NARKOLEPSİ TANISI Aşırı gündüz uykululuğu veya en az 6 aylık bir periyot boyunca görülen gün içindeki ani uyku başlangıçları ve açık net katapleksi öyküsünün varlığı durumunda gidilir. ABD Uyku Tıbbı Akademisi şüpheli narkolepsili tüm hastalarda multipl uyku latansı testi yapılmasını önermektedir. Ancak uykuda solunum bozukluklarının yaklaşık 100 kat daha sık görüldüğü ve uyku yapısında bozukluğa neden olduğu unutulmamalıdır.
UYKUNUN FİZYOPATALOJİSİ Fizyopatolojik açıdan narkolepsi semptomları katapleksi ve REM uyku atonisi arasındaki benzerlikler, narkolepsinin primer olarak bir REM uyku hastalığı olduğunu düşündürtmektedir.(1.hipotez) Hem uyanıklık hem uyku kontrol mekanizmalarındaki bozukluk sonucu ortaya çıkar. Buna göre bir kataplektik atak uyanıklık esnasında REM uyku atonisini ortaya çıkması ile hipnogojik halüsinasyonlar ise sıklıkla SOREM li (sleep onset rapid eye movement) kişilerde uyku başlangıcında uyanıkken oluşan rüya benzeri imajlarla oluşmaktadır.(2.hipotez)
NARKOLEPSİ VE İMMÜN SİSTEM Narkolepsi ile HLA tipleri arasındaki kuvvetli ilişki, narkolepsinin bir immün sistem hastalığı olduğu düşüncesini desteklemekle birlikte, narkoleptik hastalarda BOS da herhangi bir enfeksiyon ya da immünolojik marker tespit edilmemiştir.
HİPOKRETİN (OREKSİN) SİSTEMİ VE NARKOLEPSİ HİPOKRETİN YETMEZLİĞİ: Hipokretin sistemi ile ilgili genetik anormallik tespit edilememesine rağmen, katapleksili narkoleptik hastaları büyük çoğunluğunun BOS larında hipokretin-1 düzeyi çok düşük ya da tespit edilemeyecek düzeydedir. Postmortem çalışmalarda da narkoleptik hasta beyinlerinde hipokretin-1 ve 2 ligand yetersizlikleri gösterilmiştir. Hipokretin uyanmayı, uyanıklığıve iştahı düzenleyen bir nöropeptittir.

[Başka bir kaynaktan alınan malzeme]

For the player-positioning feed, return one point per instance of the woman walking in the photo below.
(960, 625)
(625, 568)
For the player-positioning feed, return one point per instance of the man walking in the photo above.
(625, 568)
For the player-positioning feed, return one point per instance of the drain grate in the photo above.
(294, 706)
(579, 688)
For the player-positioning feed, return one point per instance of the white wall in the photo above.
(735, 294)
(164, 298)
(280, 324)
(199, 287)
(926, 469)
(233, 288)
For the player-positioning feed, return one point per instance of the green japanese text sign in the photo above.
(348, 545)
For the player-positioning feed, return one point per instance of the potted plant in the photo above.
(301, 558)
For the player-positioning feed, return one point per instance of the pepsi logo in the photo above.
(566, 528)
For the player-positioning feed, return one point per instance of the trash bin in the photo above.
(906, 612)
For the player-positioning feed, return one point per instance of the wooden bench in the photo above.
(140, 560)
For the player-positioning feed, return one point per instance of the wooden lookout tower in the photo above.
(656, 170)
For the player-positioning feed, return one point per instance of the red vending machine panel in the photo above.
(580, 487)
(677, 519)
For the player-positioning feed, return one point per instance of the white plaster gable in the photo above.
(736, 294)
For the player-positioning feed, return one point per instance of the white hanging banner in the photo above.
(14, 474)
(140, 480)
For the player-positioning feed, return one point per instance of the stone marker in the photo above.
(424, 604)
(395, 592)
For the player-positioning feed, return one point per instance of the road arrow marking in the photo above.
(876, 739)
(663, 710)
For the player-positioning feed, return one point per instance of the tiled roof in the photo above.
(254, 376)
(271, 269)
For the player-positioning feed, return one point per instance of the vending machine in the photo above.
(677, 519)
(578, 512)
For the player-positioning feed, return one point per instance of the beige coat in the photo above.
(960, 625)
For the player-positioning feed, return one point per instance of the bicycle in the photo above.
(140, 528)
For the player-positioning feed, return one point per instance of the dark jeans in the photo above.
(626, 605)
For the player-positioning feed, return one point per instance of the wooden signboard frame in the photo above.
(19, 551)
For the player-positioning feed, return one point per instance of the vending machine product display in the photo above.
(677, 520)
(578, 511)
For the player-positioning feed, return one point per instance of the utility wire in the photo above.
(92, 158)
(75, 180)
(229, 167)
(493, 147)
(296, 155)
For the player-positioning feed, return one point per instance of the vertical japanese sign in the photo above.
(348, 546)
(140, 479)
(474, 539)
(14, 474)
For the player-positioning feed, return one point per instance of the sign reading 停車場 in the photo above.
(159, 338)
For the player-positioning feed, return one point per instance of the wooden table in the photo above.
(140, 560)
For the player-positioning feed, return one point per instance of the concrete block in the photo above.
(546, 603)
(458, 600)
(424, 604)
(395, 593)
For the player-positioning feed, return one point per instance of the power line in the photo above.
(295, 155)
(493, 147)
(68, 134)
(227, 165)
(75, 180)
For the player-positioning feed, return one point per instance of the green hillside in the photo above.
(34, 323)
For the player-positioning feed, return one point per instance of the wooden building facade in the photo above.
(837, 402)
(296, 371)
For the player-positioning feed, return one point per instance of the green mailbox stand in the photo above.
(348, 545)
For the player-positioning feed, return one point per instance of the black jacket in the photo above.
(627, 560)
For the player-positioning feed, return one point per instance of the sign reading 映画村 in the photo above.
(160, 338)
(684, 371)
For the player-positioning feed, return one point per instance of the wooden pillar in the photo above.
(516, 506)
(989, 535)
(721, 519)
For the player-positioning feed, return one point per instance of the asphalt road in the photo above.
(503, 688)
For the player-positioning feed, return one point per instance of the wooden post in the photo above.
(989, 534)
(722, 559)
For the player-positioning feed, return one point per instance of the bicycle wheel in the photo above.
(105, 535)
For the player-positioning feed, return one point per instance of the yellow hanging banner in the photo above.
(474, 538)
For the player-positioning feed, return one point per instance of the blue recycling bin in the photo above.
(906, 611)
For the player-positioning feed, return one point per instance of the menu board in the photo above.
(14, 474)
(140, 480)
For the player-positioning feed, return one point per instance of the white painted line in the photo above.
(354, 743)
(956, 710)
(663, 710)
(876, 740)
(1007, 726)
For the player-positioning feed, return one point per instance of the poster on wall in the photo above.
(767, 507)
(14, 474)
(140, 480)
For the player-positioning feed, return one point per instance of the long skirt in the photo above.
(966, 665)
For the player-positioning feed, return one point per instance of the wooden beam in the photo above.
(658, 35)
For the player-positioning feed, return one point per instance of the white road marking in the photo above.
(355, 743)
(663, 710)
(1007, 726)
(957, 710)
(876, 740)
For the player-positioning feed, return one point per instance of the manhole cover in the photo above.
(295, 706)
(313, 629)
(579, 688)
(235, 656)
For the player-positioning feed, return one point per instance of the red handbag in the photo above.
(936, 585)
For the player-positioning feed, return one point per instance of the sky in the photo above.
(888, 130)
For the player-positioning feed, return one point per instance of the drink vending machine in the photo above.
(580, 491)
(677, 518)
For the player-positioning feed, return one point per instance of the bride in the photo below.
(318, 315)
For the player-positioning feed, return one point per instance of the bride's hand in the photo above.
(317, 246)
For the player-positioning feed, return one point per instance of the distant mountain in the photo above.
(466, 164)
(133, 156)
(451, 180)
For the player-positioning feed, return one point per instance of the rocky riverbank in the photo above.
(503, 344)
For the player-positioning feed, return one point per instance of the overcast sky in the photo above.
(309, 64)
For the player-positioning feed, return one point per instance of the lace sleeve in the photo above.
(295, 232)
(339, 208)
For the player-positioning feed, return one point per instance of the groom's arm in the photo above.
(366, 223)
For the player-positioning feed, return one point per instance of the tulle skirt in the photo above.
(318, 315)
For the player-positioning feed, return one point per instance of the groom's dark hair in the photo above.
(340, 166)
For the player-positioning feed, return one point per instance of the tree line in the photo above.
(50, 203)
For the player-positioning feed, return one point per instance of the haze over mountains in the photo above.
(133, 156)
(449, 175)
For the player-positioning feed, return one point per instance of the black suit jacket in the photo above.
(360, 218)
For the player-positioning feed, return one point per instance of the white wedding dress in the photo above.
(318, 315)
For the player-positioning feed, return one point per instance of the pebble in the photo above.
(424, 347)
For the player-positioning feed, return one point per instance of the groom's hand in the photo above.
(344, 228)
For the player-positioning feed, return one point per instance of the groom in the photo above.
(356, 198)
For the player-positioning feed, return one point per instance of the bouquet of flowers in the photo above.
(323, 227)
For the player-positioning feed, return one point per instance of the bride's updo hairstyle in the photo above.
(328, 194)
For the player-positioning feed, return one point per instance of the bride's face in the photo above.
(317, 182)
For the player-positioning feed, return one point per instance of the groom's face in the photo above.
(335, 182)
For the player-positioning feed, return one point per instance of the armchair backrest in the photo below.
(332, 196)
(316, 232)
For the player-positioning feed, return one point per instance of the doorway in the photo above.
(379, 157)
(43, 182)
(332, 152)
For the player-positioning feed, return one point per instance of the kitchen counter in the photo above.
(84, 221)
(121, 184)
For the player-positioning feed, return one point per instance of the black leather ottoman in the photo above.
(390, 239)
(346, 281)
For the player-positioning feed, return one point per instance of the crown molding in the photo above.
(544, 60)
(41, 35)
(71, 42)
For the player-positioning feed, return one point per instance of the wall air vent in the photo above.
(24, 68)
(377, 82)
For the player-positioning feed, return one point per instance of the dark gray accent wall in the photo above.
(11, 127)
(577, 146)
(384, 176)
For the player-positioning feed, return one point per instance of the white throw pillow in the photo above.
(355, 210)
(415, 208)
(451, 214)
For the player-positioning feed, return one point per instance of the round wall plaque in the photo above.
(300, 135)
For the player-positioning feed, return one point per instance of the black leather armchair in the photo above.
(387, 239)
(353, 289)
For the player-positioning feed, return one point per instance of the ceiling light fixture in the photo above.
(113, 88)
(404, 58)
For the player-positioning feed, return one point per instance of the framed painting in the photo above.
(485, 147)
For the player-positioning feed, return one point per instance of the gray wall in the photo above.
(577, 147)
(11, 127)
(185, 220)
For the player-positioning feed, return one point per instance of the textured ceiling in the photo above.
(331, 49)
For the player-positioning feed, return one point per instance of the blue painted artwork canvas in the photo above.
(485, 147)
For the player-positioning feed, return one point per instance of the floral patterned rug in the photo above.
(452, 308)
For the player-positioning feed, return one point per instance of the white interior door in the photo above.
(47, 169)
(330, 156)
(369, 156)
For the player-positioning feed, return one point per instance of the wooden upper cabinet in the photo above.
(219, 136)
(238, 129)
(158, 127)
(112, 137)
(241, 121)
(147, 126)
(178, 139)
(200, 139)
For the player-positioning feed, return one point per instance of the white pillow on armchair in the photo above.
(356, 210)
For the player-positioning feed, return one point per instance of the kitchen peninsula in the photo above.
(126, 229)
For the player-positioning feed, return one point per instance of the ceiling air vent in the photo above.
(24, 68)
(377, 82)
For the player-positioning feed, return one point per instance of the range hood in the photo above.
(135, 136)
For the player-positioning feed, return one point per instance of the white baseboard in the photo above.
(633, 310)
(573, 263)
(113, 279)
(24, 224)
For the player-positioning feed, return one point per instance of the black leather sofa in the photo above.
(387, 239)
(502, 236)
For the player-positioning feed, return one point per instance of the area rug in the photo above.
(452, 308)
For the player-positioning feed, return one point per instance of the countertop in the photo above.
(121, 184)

NARKOLEPSİNİN TEDAVİSİ Narkolepside tedavi yaklaşımlarının amacı narkolepsi semptomlarını kontrol altına alarak hastanın aile ve iş ortamına tam uyumu sağlamaktır. Narkolepsi yaşam boyu tedavi gerektiren bir hastalık olduğu için, olası yan etkiler dikkate alınmalıdır. Hipertansiyon, karaciğer fonksiyon bozukluğu ve psikoz, uzun süreli uyarıcı tedavi sonucu en sık görülen yan etkilerdir. Narkolepside ilaç tedavisi yaşam aktivitesi ile yan etki ve toleransın gelişmemesi arasındaki denge sağlanmalıdır.